E fui à Catedral. Gótica. No centro de São Paulo. À frente, um herege esbravejava e gabava-se de estar há quinze anos denegrindo a imagem da Esposa de Nosso Senhor e de Sua Mãe Imaculada. Ouvi dizerem que a Igreja matou cinqüenta milhões de cristãos durante a Inquisição; ouvi o “pastor” que pregava dizer, com convicção, que foram mais. É inútil. Tiro o terço do bolso, bato o pó do tênis e dirijo-me à catedral. Rezar em desagravo à Mãe Santíssima. E suplicar ao Altíssimo do fundo da alma pela conversão dos pecadores, liberdade e exaltação da Santa Madre Igreja.

Ando por algumas ruas, ainda sozinho. Sozinho? Nunca. Logo que saí do hotel, na primeira manhã, encontrei aberta a Igreja de Santa Efigênia e entrei. Lá, o Santíssimo exposto; e, num instante, sinto-me em casa. Na presença de todos os meus irmãos e irmãs que, comigo, participam do Corpo e do Sangue do Salvador. Em qualquer parte do mundo. Agradeço a Deus por ser católico: a sensação de familiaridade obtida ao entrar em qualquer igreja de qualquer lugar do mundo, não encontro palavras para exprimir.

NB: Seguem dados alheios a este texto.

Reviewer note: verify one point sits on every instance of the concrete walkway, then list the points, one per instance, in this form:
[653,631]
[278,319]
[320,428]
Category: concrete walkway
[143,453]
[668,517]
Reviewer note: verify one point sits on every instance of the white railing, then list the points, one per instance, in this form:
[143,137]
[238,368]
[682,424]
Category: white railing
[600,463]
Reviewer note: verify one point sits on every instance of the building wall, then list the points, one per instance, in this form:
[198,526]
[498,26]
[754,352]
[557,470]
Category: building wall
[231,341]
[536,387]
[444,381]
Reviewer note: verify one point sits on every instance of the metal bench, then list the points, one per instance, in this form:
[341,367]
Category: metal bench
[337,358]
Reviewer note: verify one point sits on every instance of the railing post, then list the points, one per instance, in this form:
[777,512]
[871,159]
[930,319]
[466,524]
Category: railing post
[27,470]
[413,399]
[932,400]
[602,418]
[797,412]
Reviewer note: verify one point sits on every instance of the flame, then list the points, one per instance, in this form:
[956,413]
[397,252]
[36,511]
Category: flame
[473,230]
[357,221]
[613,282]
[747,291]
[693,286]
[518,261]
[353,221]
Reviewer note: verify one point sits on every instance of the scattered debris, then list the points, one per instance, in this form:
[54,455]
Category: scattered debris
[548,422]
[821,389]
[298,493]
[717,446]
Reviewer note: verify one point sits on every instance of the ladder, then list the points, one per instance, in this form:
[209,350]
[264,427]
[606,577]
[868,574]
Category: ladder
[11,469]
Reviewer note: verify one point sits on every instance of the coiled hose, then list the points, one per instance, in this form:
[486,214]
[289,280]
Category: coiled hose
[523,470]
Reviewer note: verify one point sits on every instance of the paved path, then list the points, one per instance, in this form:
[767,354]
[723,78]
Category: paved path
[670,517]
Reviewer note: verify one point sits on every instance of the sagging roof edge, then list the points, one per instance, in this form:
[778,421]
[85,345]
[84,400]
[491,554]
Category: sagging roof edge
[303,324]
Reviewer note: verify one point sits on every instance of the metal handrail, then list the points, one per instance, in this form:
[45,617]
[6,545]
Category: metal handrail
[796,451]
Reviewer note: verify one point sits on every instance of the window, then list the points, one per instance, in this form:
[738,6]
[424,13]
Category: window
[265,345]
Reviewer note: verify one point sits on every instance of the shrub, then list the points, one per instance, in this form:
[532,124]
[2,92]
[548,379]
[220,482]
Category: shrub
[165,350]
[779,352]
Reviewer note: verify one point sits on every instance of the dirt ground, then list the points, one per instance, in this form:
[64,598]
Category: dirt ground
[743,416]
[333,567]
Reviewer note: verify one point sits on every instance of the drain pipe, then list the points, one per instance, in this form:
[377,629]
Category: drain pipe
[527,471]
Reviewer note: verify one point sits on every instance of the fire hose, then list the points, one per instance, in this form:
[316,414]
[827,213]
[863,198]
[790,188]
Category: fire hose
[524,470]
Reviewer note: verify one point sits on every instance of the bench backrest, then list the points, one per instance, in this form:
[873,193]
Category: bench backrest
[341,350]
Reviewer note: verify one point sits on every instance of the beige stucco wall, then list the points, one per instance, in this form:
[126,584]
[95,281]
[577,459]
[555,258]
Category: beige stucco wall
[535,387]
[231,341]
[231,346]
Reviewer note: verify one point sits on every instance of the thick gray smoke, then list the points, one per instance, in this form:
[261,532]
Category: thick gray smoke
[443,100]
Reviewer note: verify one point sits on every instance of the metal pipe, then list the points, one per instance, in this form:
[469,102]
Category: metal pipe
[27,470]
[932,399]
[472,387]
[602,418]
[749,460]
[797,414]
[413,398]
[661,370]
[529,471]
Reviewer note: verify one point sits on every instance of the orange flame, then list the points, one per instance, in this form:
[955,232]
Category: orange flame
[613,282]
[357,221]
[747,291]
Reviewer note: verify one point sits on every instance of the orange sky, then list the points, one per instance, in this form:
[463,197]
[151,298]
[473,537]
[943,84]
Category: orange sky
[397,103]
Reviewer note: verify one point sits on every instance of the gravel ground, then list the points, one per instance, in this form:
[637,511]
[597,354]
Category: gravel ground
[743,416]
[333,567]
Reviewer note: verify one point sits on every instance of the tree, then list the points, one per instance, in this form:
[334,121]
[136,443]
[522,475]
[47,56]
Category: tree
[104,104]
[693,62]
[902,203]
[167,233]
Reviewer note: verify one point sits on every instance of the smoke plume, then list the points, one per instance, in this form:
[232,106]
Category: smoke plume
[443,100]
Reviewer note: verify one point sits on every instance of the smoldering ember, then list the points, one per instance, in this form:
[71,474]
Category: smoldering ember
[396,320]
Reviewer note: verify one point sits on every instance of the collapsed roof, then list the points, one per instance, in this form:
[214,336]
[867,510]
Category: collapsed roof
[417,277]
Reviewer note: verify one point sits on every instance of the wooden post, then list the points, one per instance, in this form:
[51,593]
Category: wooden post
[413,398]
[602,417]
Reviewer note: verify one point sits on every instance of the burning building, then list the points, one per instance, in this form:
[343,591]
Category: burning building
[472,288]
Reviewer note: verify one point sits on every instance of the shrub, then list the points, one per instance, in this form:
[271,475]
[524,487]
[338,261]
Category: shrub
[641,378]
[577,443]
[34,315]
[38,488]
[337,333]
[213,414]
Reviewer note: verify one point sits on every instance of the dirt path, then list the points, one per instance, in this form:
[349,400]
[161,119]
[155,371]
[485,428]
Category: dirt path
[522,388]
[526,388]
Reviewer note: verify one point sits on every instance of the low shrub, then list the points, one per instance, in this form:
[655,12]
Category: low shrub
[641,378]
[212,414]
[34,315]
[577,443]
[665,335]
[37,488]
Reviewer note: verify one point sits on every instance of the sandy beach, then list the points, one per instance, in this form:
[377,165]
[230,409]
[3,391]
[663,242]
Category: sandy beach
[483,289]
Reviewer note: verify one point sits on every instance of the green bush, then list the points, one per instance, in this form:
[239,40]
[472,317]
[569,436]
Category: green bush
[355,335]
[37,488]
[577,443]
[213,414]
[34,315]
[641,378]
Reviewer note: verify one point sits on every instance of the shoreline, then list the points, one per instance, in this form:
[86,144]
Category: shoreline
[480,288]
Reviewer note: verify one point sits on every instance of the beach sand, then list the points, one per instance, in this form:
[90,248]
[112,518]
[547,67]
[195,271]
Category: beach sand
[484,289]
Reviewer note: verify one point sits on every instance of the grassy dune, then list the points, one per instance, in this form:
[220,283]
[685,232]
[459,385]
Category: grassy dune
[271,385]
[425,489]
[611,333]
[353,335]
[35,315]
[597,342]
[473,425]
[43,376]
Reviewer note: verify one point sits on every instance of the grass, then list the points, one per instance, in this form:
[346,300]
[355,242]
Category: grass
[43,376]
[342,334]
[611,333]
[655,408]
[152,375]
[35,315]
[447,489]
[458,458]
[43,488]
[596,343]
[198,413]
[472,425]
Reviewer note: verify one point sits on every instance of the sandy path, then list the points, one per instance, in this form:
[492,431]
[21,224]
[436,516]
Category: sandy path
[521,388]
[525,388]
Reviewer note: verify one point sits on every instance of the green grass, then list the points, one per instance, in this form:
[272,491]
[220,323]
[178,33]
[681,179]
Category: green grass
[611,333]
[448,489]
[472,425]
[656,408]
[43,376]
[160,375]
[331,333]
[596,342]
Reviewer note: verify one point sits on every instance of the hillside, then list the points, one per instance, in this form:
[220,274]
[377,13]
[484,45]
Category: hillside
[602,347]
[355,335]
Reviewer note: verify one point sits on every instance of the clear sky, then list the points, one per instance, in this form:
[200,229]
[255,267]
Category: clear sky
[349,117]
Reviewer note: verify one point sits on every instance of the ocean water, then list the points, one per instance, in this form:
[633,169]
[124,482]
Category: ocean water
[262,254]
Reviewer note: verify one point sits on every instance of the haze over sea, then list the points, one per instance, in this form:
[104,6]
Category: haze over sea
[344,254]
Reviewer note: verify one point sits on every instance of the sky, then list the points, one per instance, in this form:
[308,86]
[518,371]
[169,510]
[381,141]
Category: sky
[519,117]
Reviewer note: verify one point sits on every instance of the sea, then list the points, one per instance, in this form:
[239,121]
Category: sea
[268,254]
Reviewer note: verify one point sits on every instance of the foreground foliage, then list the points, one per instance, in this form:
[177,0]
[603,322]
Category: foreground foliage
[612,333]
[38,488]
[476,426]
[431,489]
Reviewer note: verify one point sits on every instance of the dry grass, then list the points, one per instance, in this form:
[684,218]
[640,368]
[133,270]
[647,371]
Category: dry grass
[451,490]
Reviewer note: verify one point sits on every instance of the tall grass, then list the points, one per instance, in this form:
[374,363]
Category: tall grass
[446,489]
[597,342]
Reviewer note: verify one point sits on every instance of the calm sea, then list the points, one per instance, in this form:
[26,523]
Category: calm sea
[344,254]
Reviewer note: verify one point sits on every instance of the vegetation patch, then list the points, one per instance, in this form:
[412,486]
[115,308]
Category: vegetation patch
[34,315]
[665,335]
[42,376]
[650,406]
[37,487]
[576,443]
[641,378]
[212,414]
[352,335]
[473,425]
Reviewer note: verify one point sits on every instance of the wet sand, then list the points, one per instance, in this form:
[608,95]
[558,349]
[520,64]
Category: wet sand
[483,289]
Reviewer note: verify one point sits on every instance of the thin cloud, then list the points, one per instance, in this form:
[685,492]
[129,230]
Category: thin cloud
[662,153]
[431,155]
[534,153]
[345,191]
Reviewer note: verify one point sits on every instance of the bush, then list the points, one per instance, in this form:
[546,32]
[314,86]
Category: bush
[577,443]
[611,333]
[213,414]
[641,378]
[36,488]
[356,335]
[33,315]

Mas tenho amigos a encontrar. Alguns a rever; outros, a conhecer pessoalmente pela primeira vez. Telefonemas, metrôs, ônibus, rodoviárias… encontramo-nos. Que Deus lhes pague a hospitalidade! Conversas e música, e pizzas e cigarrilhas, e cerveja e feijoadas; visitando lugares encantadores e aterradores, rindo-nos e lamentando-nos. Mas sempre com esperança.

A esperança de que a noite não pode durar para sempre, a esperança que se alimenta das pequenas notícias trazidas, ora por um, ora por outro. A esperança rejuvenescida quando vemos que não estamos sós. Quando entramos nas igrejas e vemos as pedras que ultrapassam os séculos, quando estamos de joelhos diante do Santíssimo Sacramento e encontramos outros – irmãos desconhecidos – de joelhos ao nosso lado, quando passamos algum tempo na companhia das pessoas que, conosco, compartilham um profundo amor à Igreja e uma vontade firme de tudo fazer para a maior glória de Deus… aí, sim, alimentamos a nossa esperança. Deus é, afinal, Senhor da História. Que chegue até Ele o nosso clamor. Que Ele ouça a nossa oração. E que nos guarde sempre a Virgem Mãe de Deus, Auxilium Christianorum, que desde a Sua concepção é vencedora de Satanás. Que Ela nos mantenha acesa a chama da esperança, e possa apressar a sua realização.